Haris del Hakim
Purwani menjatuhkan dua butir jagung di atas tanah yang telah di-cebloki. Angin sawah musim kemarau yang panas menembus kain bajunya. Keringat menetes dari dahinya. Kulitnya yang sawo matang tampak semakin gelap mendapatkan sinar pantulan dari tanah yang coklat. Sementara itu, suaminya terus menjatuhkan batang kayu yang berfungsi untuk membuat lubang di atas tanah. Pandangan matanya terus ke bawah.
Mereka menikah dua bulan yang lalu. Bagi mereka bulan madu hanya berumur seminggu dan selebihnya adalah kembali bekerja, memeras keringat untuk mencukupi kebutuhan mereka sendiri. Tidak ada yang luar biasa dalam pernikahan. Seperti sendawa. Nafas berhenti sejenak kemudian mengalir kembali.
Sejak pagi mereka telah bekerja dan baru separuh lahan yang tertanami. Mereka seperti sengaja menentang panasnya matahari dan menakar kekuatan kulit kakinya. Kaki-kaki mereka yang telanjang terus melangkah.
“Ndalu, aku lelah,” ujar Purwani menyeka keringat di dahinya.
Pandalu menoleh ke belakang dan melihat keringat yang berjatuhan dari dahi istrinya. “Istirahatlah!”
“Tapi, kita belum selesai menaburkan benih ini.”
“Istirahatlah sebentar dan nanti lanjutkan kembali. Biarkan aku nyebloki guludan ini sampai selesai dan kubantu menanam.”
Purwani memberi tanda batas tanah yang telah ditanaminya dengan tonggak jagung yang masih tersisa dari panen sebelumnya.
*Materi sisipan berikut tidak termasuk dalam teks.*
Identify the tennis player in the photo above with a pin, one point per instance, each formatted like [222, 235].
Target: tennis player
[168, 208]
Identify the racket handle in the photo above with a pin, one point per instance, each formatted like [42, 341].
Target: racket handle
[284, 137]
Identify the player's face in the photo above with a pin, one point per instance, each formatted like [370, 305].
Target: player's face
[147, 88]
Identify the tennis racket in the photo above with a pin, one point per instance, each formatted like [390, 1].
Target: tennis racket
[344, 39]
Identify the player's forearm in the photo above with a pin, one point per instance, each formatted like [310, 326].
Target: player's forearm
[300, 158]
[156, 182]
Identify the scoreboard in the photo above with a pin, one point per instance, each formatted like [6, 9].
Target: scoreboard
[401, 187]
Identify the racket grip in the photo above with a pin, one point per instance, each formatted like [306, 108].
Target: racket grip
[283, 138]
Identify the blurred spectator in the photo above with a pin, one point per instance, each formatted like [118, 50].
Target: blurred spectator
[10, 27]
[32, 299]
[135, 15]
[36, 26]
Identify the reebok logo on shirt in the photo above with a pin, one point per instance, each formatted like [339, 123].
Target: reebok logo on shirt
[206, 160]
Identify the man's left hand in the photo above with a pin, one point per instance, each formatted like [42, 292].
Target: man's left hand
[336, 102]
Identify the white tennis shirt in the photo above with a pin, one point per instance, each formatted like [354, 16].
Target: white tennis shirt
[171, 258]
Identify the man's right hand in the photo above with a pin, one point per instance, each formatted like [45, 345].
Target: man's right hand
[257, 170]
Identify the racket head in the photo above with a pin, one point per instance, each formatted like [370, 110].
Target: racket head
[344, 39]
Ia melangkah ke pematang, di bawah rimbun pohon pisang. Didudukkannya tubuhnya yang ramping. Ia memandang suaminya, mengikuti irama langkah kaki dan batang ceblok yang jatuh. Satu dua. Satu dua.
Perempuan muda itu pun membuka kain penutup makanan yang dibawanya dari rumah. “Ndalu, kita makan dulu,” teriaknya.
Pandalu menjawab dengan pandangan yang terus ke bawah, seakan takut jatuhnya kayu di genggaman tangannya tidak tepat di atas kowakan. Sedangkan istrinya telah memasukkan nasi jagung ke dalam mulutnya. Sayur lodeh dan ikan asin terasa nikmat di mulutnya, apalagi angin yang berubah semilir begitu bersentuhan dengan pepohonan pisang.
Beberapa saat kemudian, Pandalu merasa lelah dan menyusul istrinya untuk istirahat. Ia beranjak ke tempat istrinya. Dibiarkan saja istrinya yang bersandar di batang pohon pisang. Ia pandangi wajah manis yang dipujanya sejak setahun lalu. Masa-masa bunga bersemi ketika jatuh cinta telah menjelma keberanian dan membuat mereka harus menjalani kenyataan. Kehidupan suami istri seperti penyerbukan putik dan kembangsari yang dihembus oleh angin. Terkadang hanya sejumput yang didapatkan dan berbuah bogang, namun tidak ada yang berharap seperti itu. Semua petani berharap bahwa tanamannya harus tumbuh dengan subur dan berisi.
Pandalu tidak mau membangunkan istrinya. Ia membuka sendiri kain penutup makanan dan mulai memasukkan nasi jagung itu ke mulutnya. Decak-decak pelan terdengar, mengiringi gerakan bibirnya yang terbuka saat melahap makanan.
Nasi jagung dalam bakul itu pun tinggal separuh. Ia mengakhiri makan dan matanya mencari-cari botol air minum kemasan yang telah diisi dengan air tanakan istrinya. Ia bersedah-sedah merasakan pedas sayur lodeh.
Ia bertanya pada istrinya, “Wan, di mana minumnya.”
Purwani tidak memberikan jawaban. Angin yang berhembus seperti membuatnya semakin menikmati keadaannya. Pandalu coba berdiri dan melengok ke sana kemari, mencari air. Tetapi, air yang dicarinya seakan sengaja sembunyi begitu tahu ia diperlukan.
“Wan, di mana air minumnya,” tanya Pandalu kembali.
Tetapi, tetap saja tidak ada jawaban. Pandalu coba menyentuh tangan istrinya. Lemas. Perempuan yang dicintainya tidak memberikan tanggapan apa pun. Dingin. Pandalu coba menggoyang bahu istrinya dengan tangan kiri, tapi perempuan itu tidak juga membuka matanya. Pandalu semakin gelisah. Ia letakkan piring ke tanah kemudian membersihkan tangannya yang kotor dengan mengusapkan ke batang pohon pisang.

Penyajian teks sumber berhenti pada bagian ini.